Evidence for Insertable Cardiac Monitors in Syncope
Unexplained syncope is defined by the ACC as syncope for which a cause is undetermined after initial evaluation, including but not limited to a thorough history, physical examination, and ECG (14). The goals of AECG monitoring in the evaluation of unexplained syncope are to capture and identify any bradyarrhythmias, conduction block, or tachyarrhythmias that correlate with symptoms (29). Following initial diagnostic work-up with 12-lead ECG and inpatient telemetry, ICMs may be used for syncope evaluation in patients with recurrent yet infrequent symptoms when other diagnostic test results have been inconclusive (22). Several randomized controlled trials and observational studies have demonstrated utility of ICMs in the diagnosis of unexplained syncope (14). The RAST (Randomized Assessment of Syncope Trial) was among the first randomized controlled trials to compare ICM versus conventional testing in these patients (30). Investigators randomized 60 patients with unexplained syncope to ICM versus conventional testing (including external loop recorder, tilt testing, and electrophysiological testing) and followed them for a mean of 10.5 months. Diagnosis was made in 55% in the ICM arm compared with 19% in the control (p = 0.0014). The multicenter prospective PICTURE (Place of Reveal in the Care Pathway and Treatment of Patients with Unexplained Recurrent Syncope) study used ICMs in 570 patients with unexplained syncope and followed them for a mean of 10 months (31). ICMs assisted in diagnosis of syncope in 30% of these patients. A 2016 systematic review and meta-analysis including 4 studies and 579 patients found that patients who underwent ICM implantation experienced higher rates of diagnosis (relative risk: 0.61; confidence interval [CI]: 0.54 to 0.68) (18). A cost-analysis study by Krahn et al. (32) showed that an ICM strategy was more expensive per participant, but the cost was lower per diagnosis when compared with conventional testing in cases of recurrent unexplained syncope.

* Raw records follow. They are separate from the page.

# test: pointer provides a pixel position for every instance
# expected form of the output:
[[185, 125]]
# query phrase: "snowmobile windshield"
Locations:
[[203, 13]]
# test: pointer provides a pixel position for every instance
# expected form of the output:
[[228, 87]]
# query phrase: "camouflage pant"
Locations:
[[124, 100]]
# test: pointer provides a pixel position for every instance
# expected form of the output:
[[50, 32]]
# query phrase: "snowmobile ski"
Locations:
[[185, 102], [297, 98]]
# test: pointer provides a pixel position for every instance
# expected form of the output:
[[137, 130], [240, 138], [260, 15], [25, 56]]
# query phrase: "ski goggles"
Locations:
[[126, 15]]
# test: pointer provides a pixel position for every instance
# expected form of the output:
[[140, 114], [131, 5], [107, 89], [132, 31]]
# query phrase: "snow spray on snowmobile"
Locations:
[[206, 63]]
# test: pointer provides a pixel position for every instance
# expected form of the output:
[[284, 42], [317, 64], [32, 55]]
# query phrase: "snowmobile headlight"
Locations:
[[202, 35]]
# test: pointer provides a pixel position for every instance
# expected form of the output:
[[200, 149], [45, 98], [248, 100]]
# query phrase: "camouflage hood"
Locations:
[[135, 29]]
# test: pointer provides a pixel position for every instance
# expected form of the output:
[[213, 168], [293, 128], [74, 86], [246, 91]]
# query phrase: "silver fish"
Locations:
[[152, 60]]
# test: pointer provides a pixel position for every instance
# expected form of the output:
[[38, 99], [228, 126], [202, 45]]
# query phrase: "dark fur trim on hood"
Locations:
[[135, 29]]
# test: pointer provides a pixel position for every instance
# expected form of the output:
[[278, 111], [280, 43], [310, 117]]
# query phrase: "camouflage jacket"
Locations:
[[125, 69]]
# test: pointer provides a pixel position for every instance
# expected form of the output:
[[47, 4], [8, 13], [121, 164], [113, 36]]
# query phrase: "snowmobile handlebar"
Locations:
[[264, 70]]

The ISSUE-3 (Third International Study on Syncope of Uncertain Etiology) trial investigators implanted ICMs in 511 patients with more than 3 episodes of unexplained syncope within 2 years (33). Patients with recurrence of syncope and device-detected asystole for longer than 3 s, or asystole for longer than 6 s without syncope, received dual-chamber pacemakers and were randomized to pacing with rate-drop response or to sensing only. Risk of syncope recurrence in patients who had pacing was reduced by 57% (CI: 4 to 81). In the recently presented SPRITELY (Syncope: Pacing or Recording in the Later Years) trial, investigators randomized 115 patients with at least 1 episode of syncope and with bifascicular block to either empirical pacemaker implantation or ICM implantation for further rhythm monitoring (34). After mean follow-up time of 30 months, the empirical pacemaker group experienced lower primary composite outcome rates of death, syncope, symptomatic bradycardia, asymptomatic actionable bradycardia, and device complications (63% event-free survival rate) compared with the ICM group (22% event-free survival rate) with a p value <0.001. In the ICM group, 59% of patients crossed over to receive a pacemaker. These key studies are summarized in Table 2 (18,30–34).
AECG monitoring has an important role in the work-up of palpitations, where studies have demonstrated that initial history, physical examination, and 12-lead ECG are nondiagnostic in roughly two-thirds of patients (29). The 2017 ISHNE/HRS expert consensus statement recommended a range from 24 to 48 h to 2 weeks of AECG monitoring for unexplained palpitations, depending on symptom frequency; therefore, ICMs are not routinely indicated (29). The 2009 EHRA position paper on indications for the use of diagnostic implantable and external ECG loop recorders provided a Class IIA recommendation for ICM use in select cases of severe infrequent palpitations when other ECG monitoring systems fail to document cause (35).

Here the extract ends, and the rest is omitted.